This is how I earned my civil engineering degree through “Study at Home!” exercises: 1. Get shovel; 2. Dig one long, connecting trench so that lakes in corrals flow freely into arena, forming one huge lake; 3. Now dig trench from arena lake up to fence line; 4. Under cloak of darkness (caused by looming thunderclouds and a sheet of hail) dig trench under fence onto neighbor’s property; 5. Stand back, approvingly, as water flows onto neighbor’s land, forming huge lake in her arena.
Okay, now, about that crazed Kentucky woman at Equine Affaire! So, I’m walking down the aisle in the John Lyons Shrine Hall and I come upon this large booth displaying some— “remarkable”— western show outfits. I pointed them out to Beezer, saying, “Hey, the western folks get to wear lavender sequins and embroidered foo-foos and I get dissed for wearing rust breeches?”
I then notice, due to factory-installed Huntclothes Radar, that the same booth is hawking English riding apparel. I see huntcoats. I see lovely shirts. I step inside and also see
Scary Kentucky Woman , now to be referred to as SKW. She’s got big hair, a tight suit, and beige opaque stockings (NOT apropos for winter, but I digress). I’m admiring the huntcoats, but when I touch them I register a “red alert” (i.e., cheap fabric). SKW informs me that these are “Van Teal huntcoats. They’re just on the market.”
I notice they’re only $100. I ask, “Is this just a promotional price to get them out in the public?” SKW skews her purple-mascara eyelashes at me and gives me the corporate history of Van Teal, chastising me for not knowing their imminent domain over everything huntseat.
Passing on the huntcoats, I slide over to the Van Teal shirts, 1/2 of which are stacked on a shelf system, the other 1/2 are on hangers. The ones on the shelf are boldly marked “50% OFF!”. I just want to browse, because, oddly enough, I recognize some of these shirts as being in my closet at home. SKW barges up and says, “What size are you? You look like a 12.” I begin, in my own, self-deprecating manner, to explain that I have to buy a 14 or a 16 because of my ape-length arms. So SKW slaps at a couple of shelves and says, “These are your sizes.” I look, I kind of mentally go “ick”, but then notice the ones on the hangers. Some of those look appealing. But SKW snaps, “Those aren’t on sale!”
Now I go back to the shelves, and decide to look once more. Maybe I could tailor a larger sized shirt? SKW intervenes. “I showed you which shelves were your sizes!” At that instant, I realize the price tags on the sales shirts say “$160.” with a line thru it, and a hand-written “$80.” I stand back in horror, then laugh. “You’ve got to be joking,” I say. “I just bought this exact shirt at Mary’s last summer regularly priced for $90. Plus, at Thrifty Horse, which is a consignment shop in Orange County (I had to bring them up!)I just bought a new Van Teal for $75.”

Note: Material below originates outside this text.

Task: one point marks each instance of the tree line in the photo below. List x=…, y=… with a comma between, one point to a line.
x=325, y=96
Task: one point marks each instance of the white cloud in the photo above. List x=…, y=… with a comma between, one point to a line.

SKW was about to blow her big hair! “It must have been a different fabric! These are 100% Egyptian cotton!” I tried to explain that no, I bought the exact same shirt, but SKW was getting steamed at me! She just was not in sync with the local So. Cal. karma. So I said, “You’re not from around here, are you?”
“No, I’m from Kentucky!”
I smiled and said, “I bet you’ll be takin’ a lot of these shirts back there with ya’!” And I left.
[This message was edited by Merry on Feb. 13, 2001 at 12:02 AM.]